GLP-1RAs activate GLP-1 receptors on endothelial cells, promoting nitric oxide production and inhibiting oxidative stress. They suppress NF-kB inflammatory signaling and NLRP3 inflammasome activation, reducing the inflammatory cytokines that drive plaque development. They also block foam cell formation by reducing macrophage uptake of oxidized LDL and promote anti-inflammatory M2 macrophage polarization that stabilizes existing plaques.

Does semaglutide reduce heart attack risk in people without diabetes?

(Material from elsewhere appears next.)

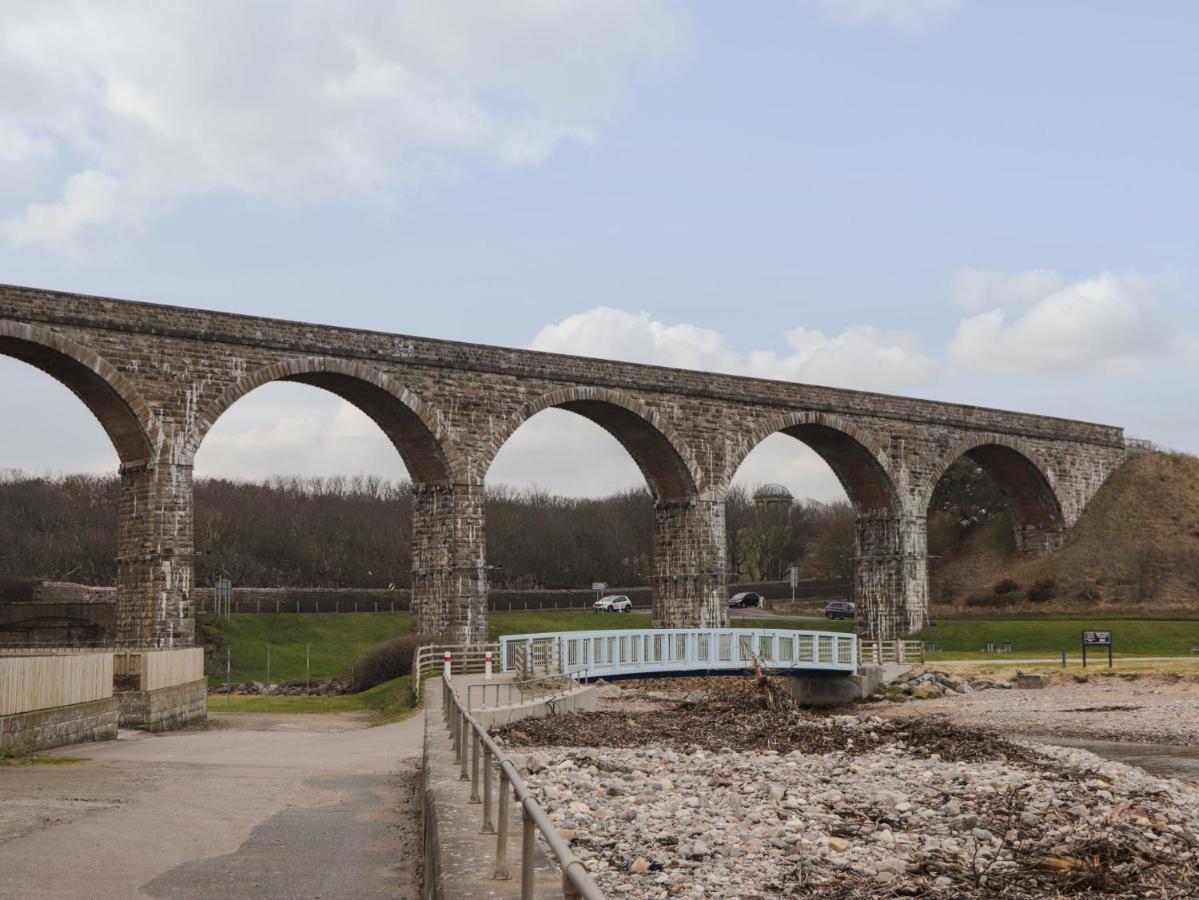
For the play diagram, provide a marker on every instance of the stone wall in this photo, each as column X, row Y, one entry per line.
column 157, row 378
column 58, row 726
column 166, row 708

Yes. The SELECT trial (Lincoff et al., 2023) enrolled 17,604 patients with obesity and established cardiovascular disease but without diabetes. Semaglutide 2.4 mg weekly reduced MACE (cardiovascular death, nonfatal MI, nonfatal stroke) by 20% compared to placebo over 39.8 months. This was the first trial to prove GLP-1RA cardiovascular benefit is independent of glucose lowering.

How quickly do GLP-1 agonists reduce cardiovascular risk?

Event curves in the major cardiovascular outcome trials begin separating within 12-18 months of treatment initiation. This relatively rapid onset, before the full metabolic effects of weight loss and glucose reduction would be expected to translate into reduced atherosclerotic burden, suggests direct antiatherosclerotic mechanisms like plaque stabilization and anti-inflammatory effects contribute to the early benefit.

Do all GLP-1 receptor agonists have the same cardiovascular benefit?

Not exactly. Liraglutide (LEADER), semaglutide (SUSTAIN-6, SELECT), dulaglutide (REWIND), and albiglutide (Harmony Outcomes) all showed statistically significant MACE reductions. Exenatide (EXSCEL) and lixisenatide (ELIXA) achieved noninferiority but not superiority. A 2019 meta-analysis by Kristensen et al. found a class-wide 12% MACE reduction, but the magnitude varies by molecule, possibly reflecting differences in half-life and tissue penetration.

Can GLP-1 agonists reverse existing plaque?

Early evidence suggests possible plaque regression. Rizzo et al. (2014) found that liraglutide reduced carotid intima-media thickness by 21% over 8 months. Gitto et al. (2026) reported coronary plaque regression in diabetic patients on GLP-1RAs after coronary intervention. These studies are small, however, and a large randomized imaging trial specifically measuring plaque regression with a GLP-1RA has not been completed.